Так говорили они о разных планетах, пока Гибсон не вспомнил, что он теряет великолепную возможность получше рассмотреть Марс. Поклявшись ничего не трогать, он получил разрешение занять место пилота, пошел вперед и уселся у приборов.
В пяти километрах внизу тянулась к западу разноцветная пустыня. На Земле это сочли бы очень малой высотой, но из-за разреженности марсианского воздуха приходилось лететь как можно ниже. Никогда до сих пор Гибсон не ощущал так остро, что такое скорость. На Земле он летал быстрее, но там ничего не было видно. Близость горизонта усиливала впечатление — предмет появлялся на самом краю планеты и исчезал через несколько минут на другом краю.

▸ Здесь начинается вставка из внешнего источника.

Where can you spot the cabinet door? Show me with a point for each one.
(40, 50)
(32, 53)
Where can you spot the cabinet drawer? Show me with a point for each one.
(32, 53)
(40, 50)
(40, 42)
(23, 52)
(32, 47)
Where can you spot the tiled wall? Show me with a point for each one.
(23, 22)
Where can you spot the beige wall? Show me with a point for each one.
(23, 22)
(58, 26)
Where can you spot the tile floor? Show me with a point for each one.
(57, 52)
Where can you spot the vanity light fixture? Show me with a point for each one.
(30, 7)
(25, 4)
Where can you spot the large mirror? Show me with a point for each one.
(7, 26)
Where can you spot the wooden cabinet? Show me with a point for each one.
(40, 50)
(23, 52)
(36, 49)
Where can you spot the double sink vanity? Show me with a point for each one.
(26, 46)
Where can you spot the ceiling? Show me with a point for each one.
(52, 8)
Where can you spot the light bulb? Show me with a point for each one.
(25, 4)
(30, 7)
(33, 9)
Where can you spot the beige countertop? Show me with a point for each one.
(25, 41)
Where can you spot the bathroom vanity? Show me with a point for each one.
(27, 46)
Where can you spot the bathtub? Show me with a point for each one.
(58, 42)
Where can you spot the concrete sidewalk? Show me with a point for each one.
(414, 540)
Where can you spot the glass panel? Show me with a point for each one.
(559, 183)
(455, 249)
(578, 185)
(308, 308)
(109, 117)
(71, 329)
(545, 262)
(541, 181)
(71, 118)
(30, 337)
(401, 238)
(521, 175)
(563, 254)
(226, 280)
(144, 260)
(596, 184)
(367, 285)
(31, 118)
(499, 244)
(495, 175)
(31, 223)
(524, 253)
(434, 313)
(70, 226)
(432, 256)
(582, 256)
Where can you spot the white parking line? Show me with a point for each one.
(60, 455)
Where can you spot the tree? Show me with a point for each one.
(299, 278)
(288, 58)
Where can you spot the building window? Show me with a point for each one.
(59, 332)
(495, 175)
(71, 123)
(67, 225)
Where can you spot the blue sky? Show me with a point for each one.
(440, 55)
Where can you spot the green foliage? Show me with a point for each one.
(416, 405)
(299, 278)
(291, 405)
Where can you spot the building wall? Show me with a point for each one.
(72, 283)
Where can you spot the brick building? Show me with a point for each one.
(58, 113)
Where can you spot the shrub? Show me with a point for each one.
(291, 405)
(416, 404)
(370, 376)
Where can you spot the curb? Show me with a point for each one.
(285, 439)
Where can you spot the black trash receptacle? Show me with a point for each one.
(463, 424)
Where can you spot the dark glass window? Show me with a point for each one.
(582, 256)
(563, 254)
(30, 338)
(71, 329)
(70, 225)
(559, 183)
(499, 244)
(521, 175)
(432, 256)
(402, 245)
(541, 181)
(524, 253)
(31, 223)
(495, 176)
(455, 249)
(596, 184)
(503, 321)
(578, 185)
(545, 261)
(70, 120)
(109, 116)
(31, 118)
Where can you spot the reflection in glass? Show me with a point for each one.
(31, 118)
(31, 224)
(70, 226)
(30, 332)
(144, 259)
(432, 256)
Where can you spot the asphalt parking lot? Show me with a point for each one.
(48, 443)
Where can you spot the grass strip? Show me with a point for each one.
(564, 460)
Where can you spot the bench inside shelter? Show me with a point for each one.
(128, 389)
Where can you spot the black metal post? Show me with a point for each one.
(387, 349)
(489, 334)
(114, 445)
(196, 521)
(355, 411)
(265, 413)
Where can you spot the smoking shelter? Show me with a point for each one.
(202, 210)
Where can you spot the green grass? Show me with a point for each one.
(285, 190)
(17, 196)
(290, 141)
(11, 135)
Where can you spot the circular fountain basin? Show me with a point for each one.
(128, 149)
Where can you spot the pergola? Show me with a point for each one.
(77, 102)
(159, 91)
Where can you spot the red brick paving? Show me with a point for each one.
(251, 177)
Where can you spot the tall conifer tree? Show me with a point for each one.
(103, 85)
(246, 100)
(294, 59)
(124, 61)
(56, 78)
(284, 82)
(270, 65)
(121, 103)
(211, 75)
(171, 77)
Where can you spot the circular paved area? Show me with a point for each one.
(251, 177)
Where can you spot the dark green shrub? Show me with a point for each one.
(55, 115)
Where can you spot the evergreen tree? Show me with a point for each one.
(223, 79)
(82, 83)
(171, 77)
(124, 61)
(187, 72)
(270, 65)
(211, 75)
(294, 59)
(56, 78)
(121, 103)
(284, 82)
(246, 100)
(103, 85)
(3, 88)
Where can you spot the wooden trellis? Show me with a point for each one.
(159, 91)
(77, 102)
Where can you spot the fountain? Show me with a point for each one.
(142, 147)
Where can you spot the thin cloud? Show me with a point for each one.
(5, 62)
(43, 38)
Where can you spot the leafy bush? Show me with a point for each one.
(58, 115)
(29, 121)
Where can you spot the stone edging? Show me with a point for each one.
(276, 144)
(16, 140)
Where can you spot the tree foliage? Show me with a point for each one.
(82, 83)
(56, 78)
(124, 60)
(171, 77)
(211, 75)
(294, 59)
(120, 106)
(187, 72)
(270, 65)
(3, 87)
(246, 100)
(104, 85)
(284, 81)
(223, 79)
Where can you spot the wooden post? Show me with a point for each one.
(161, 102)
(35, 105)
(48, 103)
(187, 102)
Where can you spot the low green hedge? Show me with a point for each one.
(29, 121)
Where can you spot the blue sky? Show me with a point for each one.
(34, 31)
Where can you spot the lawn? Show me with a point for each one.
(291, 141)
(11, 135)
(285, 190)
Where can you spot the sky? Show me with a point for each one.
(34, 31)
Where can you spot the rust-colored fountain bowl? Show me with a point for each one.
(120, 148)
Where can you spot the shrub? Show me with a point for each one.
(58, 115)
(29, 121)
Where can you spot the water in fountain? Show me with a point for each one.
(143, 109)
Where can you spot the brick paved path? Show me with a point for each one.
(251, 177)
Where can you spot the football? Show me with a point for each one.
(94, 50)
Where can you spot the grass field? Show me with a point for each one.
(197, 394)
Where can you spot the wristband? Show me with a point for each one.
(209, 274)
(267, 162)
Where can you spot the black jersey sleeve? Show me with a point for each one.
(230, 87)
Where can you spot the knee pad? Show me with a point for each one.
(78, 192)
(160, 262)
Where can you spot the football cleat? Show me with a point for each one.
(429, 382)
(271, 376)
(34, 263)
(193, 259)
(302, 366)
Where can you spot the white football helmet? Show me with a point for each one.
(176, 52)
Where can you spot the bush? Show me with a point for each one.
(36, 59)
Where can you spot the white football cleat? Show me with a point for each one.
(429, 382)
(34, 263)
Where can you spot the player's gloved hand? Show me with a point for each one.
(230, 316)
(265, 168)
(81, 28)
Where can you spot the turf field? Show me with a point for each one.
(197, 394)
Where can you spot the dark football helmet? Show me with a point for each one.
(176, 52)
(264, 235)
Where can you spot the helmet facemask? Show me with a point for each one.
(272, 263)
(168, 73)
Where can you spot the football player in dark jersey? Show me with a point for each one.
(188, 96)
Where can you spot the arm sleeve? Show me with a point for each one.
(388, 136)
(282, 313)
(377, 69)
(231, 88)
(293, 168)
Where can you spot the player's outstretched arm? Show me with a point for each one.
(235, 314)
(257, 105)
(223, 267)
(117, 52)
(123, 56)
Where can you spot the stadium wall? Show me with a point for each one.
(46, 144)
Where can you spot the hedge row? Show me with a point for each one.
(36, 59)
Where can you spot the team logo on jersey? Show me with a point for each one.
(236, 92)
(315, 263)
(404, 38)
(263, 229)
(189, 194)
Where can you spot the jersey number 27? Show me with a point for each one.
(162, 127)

Время от времени подходил пилот, чтобы выправить курс, хотя это была чистая формальность и делать ему было нечего почти до самого конца полета. На полпути появился кофе, и Гибсон пошел в кабину. Хилтон и пилот спорили теперь о Венере. Это было больное место марсианских колонистов, которые считали полеты на Венеру пустой тратой времени.
Теперь солнце стояло очень низко, и даже приземистые марсианские холмы отбрасывали длинные тени. Температура внизу перевалила через точку замерзания и падала дальше. Редкие растения, которые выжили в этой почти голой пустыне, наверное, уже свернули поплотнее свои листья, сохраняя тепло и силу на всю ночь.

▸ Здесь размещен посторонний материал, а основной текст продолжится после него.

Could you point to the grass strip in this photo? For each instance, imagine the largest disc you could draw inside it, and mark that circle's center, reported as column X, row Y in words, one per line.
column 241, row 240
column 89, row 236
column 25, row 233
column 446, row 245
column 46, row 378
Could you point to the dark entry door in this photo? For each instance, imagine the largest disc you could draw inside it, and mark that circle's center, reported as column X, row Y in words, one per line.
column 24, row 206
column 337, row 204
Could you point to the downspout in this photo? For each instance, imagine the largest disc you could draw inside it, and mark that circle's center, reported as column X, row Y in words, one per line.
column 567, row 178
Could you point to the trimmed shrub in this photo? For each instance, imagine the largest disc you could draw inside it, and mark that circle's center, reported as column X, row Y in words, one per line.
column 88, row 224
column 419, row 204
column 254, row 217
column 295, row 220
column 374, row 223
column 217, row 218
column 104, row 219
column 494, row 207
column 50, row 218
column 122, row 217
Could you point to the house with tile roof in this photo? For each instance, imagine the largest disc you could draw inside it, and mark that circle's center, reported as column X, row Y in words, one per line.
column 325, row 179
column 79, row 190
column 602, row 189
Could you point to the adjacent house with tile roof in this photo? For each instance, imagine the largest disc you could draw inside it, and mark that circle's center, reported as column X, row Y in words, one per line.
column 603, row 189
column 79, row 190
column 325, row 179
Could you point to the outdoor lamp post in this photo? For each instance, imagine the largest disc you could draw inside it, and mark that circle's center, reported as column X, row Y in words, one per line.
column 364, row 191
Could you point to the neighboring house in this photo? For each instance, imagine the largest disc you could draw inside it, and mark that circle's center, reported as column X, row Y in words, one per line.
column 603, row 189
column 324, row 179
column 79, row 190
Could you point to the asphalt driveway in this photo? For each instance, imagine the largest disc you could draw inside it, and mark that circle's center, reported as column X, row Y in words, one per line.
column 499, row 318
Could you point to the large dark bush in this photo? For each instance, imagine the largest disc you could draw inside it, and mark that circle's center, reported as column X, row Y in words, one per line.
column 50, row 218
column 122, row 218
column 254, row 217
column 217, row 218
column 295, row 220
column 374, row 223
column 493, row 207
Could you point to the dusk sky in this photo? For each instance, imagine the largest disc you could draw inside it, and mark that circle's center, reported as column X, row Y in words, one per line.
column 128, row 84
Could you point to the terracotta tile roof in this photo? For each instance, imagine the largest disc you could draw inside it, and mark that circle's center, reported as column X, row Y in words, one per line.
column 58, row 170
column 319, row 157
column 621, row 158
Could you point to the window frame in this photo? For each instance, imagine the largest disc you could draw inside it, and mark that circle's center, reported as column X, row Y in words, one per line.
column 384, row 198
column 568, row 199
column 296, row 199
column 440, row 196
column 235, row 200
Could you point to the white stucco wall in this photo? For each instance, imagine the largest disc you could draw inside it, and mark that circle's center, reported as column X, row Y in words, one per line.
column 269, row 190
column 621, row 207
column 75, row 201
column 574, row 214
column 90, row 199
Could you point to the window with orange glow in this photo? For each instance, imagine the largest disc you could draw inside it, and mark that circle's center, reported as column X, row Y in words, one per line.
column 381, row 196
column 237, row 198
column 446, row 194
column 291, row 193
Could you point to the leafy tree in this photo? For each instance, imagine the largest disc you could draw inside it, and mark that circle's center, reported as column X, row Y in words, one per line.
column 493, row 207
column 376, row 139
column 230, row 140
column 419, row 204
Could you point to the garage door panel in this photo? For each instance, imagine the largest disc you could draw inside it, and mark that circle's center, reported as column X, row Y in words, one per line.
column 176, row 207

Гибсон зевнул и потянулся. Пустыня, быстро скользящая внизу, убаюкивала его. Он решил поспать часа полтора, оставшиеся до конца полета.

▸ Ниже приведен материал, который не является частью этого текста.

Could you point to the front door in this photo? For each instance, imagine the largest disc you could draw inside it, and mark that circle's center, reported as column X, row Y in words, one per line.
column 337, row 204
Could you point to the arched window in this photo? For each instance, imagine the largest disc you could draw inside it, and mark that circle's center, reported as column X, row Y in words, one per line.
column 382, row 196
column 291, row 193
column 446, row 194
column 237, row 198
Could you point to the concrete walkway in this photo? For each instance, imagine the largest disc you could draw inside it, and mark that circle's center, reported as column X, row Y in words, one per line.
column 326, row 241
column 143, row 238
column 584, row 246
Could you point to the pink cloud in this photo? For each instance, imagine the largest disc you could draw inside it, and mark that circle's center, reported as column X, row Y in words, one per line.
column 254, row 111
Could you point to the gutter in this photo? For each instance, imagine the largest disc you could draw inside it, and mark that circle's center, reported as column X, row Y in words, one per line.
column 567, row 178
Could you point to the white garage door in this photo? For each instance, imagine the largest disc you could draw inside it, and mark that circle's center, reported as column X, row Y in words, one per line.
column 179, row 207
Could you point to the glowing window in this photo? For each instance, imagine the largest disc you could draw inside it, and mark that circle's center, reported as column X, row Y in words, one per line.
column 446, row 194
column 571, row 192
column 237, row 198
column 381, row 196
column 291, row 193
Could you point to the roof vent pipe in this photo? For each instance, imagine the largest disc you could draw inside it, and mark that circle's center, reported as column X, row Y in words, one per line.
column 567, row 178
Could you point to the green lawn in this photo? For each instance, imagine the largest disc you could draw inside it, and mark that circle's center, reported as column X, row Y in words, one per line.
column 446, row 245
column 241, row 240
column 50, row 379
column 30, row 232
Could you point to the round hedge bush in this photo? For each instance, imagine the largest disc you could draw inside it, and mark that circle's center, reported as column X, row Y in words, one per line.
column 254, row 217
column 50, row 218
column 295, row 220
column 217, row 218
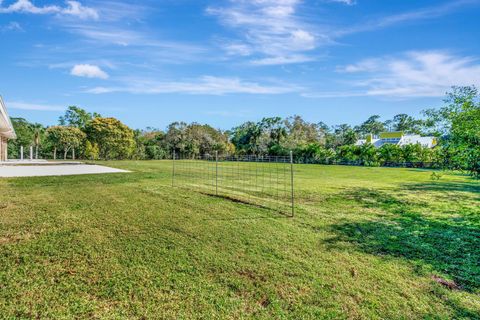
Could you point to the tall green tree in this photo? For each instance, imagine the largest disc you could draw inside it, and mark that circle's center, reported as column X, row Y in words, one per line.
column 65, row 138
column 372, row 125
column 114, row 139
column 77, row 117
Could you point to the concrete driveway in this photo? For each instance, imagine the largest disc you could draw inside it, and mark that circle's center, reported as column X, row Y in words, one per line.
column 53, row 169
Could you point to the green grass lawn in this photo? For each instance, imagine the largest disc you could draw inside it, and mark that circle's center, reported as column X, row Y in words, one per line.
column 365, row 243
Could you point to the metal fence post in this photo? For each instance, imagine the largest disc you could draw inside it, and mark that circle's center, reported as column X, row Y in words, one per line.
column 291, row 178
column 216, row 173
column 173, row 169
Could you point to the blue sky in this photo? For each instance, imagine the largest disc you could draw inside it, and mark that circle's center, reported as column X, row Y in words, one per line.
column 149, row 63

Разбудила его, должно быть, перемена света. В первую минуту он не поверил, что проснулся. Он только сидел и глядел, оцепенев от удивления. Больше не было внизу плоского, стертого пейзажа, подчеркивающего глубокую синеву близкого горизонта. И пустыня, и горизонт исчезли. Вместо них на юг и на север, сколько охватывал взор, стояли багровые горы. Последние лучи солнца скользнули по вершинам; те вспыхнули в последний раз и исчезли в темноте, накатившей с запада.
Это было так красиво, что Гибсон на несколько секунд забыл обо всем. Потом он очнулся и понял, к своему ужасу, что они летяг слишком низко — ниже, чем эти вершины.
Но почти сразу его ужас сменился новым, еще большим. Он не сразу вспомнил от страха то, о чем должен был вспомнить.
На Марсе не было гор.
* * *
Хэдфилд диктовал срочное сообщение Межпланетному центру, когда новость дошла до него. Порт-Скиапарелли ждал самолет целых пятнадцать минут после назначенного часа, а контроль Порт-Лоуэлла выждал еще десять и только после этого послал сигнал чрезвычайного происшествия. Все самолеты марсианского воздушного флота были на счету, но один уже готовился вылететь на поиски с восходом солнца. При большой скорости и малой высоте поиски сильно усложнялись. Гораздо легче было искать телескопом с Фобоса, когда он взойдет.
Новости достигли Земли еще через час, когда газеты и радио как раз не знали, о чем бы сообщить. Если бы Гибсон узнал, что там творилось, он, наверное, обрадовался бы рекламе. Все кинулись читать его последние статьи. Рут — его агент — ничего не знала, пока не прибежал издатель, размахивая вечерней газетой. Она немедленно продала за полторы цены право на переиздание последнего романа, а потом ушла к себе и плакала целую минуту. И то и другое очень обрадовало бы Гибсона.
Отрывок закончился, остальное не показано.